Getting Started in the Terminal
Logging in
These instructions are for accessing and submitting jobs through the Terminal.
If you would prefer to use a GUI, follow the instructions for getting started online
To login to your Tempest account through the Terminal, connect to the MSU VPN then use the following command:
ssh <net_id>@tempest-login.msu.montana.edu
If this is your first time using SSH to access Tempest, follow these instructions to set up an SSH key.
Submitting sbatch scripts
Tempest uses a cluster management platform called Slurm for managing jobs.
All significant computational workloads must be submitted as jobs. Jobs can be submitted using sbatch scripts, which specify the computational resources and software a job will use.
To submit a job, use the sbatch command. For example, to run the job in example.sbatch script in ~/slurm-examples/, you would use the following command:
sbatch slurm-examples/example.sbatch
To check the status of your jobs:
sacct
Below are template submission scripts that can be modified to submit diverse jobs to CPU and GPU resources:
CPU Sbatch script
For submission to priority resources:
#!/bin/bash
##
## example-array.slurm.sh: submit an array of jobs with a varying parameter
##
## Lines starting with #SBATCH are read by Slurm. Lines starting with ## are comments.
## All other lines are read by the shell.
##
#SBATCH --account=priority-<group_name> #specify the account to use
#SBATCH --job-name=<your_job_name> # job name
#SBATCH --partition=priority # queue partition to run the job in
#SBATCH --nodes=1 # number of nodes to allocate
#SBATCH --ntasks-per-node=1 # number of descrete tasks - keep at one except for MPI
#SBATCH --cpus-per-task=2 # number of cores to allocate
#SBATCH --mem=2G # 2000 MB of Memory allocated; set --mem with care
#SBATCH --time=0-00:00:01 # Maximum job run time
##SBATCH --array=1-3 # Number of jobs in array
#SBATCH --output=<your_job_name>-%j.out
#SBATCH --error=<your_job_name>-%j.err
## Run 'man sbatch' for more information on the options above.

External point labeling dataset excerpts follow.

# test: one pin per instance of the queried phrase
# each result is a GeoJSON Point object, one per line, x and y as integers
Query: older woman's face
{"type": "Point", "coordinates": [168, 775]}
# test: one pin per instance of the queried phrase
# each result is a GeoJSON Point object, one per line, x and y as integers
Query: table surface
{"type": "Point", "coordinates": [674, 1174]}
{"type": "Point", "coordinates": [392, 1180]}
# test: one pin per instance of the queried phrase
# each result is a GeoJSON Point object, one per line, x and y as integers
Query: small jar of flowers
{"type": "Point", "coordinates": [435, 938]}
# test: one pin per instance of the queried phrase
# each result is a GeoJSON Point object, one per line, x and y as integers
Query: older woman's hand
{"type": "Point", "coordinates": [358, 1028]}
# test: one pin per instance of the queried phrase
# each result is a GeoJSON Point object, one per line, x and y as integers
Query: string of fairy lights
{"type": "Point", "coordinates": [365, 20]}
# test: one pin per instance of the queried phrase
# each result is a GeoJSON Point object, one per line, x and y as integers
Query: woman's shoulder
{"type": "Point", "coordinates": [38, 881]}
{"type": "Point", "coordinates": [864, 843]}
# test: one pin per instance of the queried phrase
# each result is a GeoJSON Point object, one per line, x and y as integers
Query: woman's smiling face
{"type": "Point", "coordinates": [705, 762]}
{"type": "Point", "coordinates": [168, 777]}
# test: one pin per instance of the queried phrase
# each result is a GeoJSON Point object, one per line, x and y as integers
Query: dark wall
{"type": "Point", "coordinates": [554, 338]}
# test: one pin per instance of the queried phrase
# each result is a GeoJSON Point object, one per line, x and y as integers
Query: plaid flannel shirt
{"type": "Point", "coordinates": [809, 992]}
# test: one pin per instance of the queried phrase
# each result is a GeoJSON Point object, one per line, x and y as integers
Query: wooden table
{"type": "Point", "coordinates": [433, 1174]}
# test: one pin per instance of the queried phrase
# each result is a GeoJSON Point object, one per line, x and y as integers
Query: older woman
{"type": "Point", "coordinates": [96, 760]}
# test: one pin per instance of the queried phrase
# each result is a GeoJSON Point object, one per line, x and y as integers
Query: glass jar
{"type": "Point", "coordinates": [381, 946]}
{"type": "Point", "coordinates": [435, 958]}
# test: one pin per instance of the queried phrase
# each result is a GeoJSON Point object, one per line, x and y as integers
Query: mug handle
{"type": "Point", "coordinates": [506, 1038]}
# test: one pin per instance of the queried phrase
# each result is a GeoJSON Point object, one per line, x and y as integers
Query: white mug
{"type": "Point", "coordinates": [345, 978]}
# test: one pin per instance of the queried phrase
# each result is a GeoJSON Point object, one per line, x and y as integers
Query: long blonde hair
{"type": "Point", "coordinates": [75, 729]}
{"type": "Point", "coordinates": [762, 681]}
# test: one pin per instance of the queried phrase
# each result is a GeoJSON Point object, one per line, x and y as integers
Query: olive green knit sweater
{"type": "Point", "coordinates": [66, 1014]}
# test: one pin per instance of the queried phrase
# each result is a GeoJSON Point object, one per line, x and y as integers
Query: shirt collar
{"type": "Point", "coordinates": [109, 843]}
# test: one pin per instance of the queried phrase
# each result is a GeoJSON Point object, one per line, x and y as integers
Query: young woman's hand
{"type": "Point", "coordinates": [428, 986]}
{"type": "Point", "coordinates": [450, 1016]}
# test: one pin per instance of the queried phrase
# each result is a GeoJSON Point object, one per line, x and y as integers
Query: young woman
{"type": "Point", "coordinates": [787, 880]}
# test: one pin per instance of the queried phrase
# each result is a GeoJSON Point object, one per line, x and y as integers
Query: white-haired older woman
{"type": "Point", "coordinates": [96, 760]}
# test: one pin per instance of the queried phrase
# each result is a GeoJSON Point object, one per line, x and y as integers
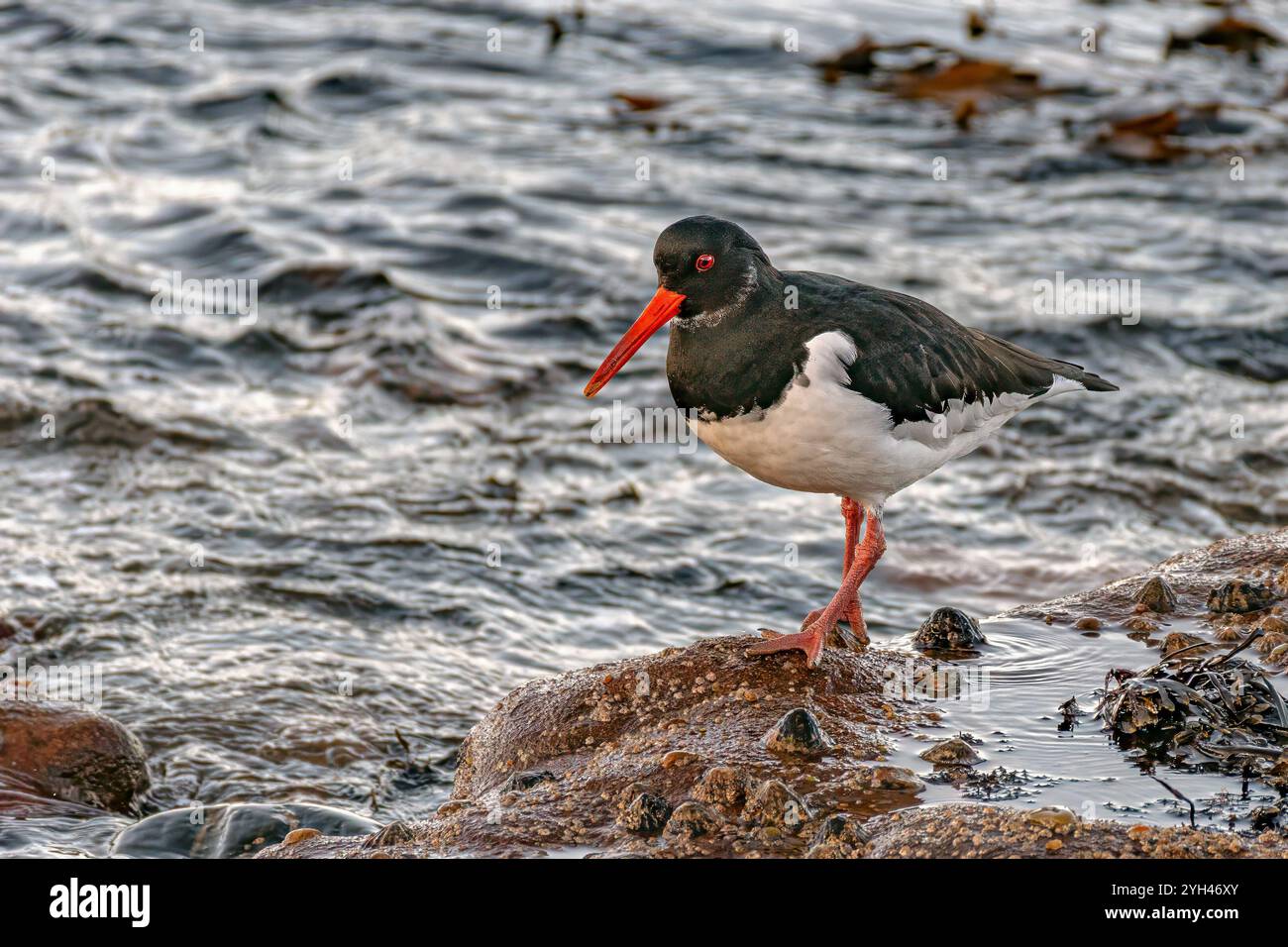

### Replace the below with modules and commands
date # print out the date
hostname -s # print a message from the compute node
date # print the date again
For submission to unsafe partition:
#!/bin/bash
##
## example-array.slurm.sh: submit an array of jobs with a varying parameter
##
## Lines starting with #SBATCH are read by Slurm. Lines starting with ## are comments.
## All other lines are read by the shell.
##
#SBATCH --job-name=<your_job_name> # job name
#SBATCH --partition=unsafe # queue partition to run the job in
#SBATCH --nodes=1 # number of nodes to allocate
#SBATCH --ntasks-per-node=1 # number of descrete tasks - keep at one except for MPI
#SBATCH --cpus-per-task=2 # number of cores to allocate
#SBATCH --mem=2G # 2000 MB of Memory allocated; set --mem with care
#SBATCH --time=0-00:00:01 # Maximum job run time
##SBATCH --array=1-3 # Number of jobs in array
#SBATCH --output=<your_job_name>-%j.out
#SBATCH --error=<your_job_name>-%j.err
## Run 'man sbatch' for more information on the options above.
### Replace the below with modules and commands
date # print out the date
hostname -s # print a message from the compute node
date # print the date again
For submission to nextgen partition:
#!/bin/bash
##
## example-array.slurm.sh: submit an array of jobs with a varying parameter
##
## Lines starting with #SBATCH are read by Slurm. Lines starting with ## are comments.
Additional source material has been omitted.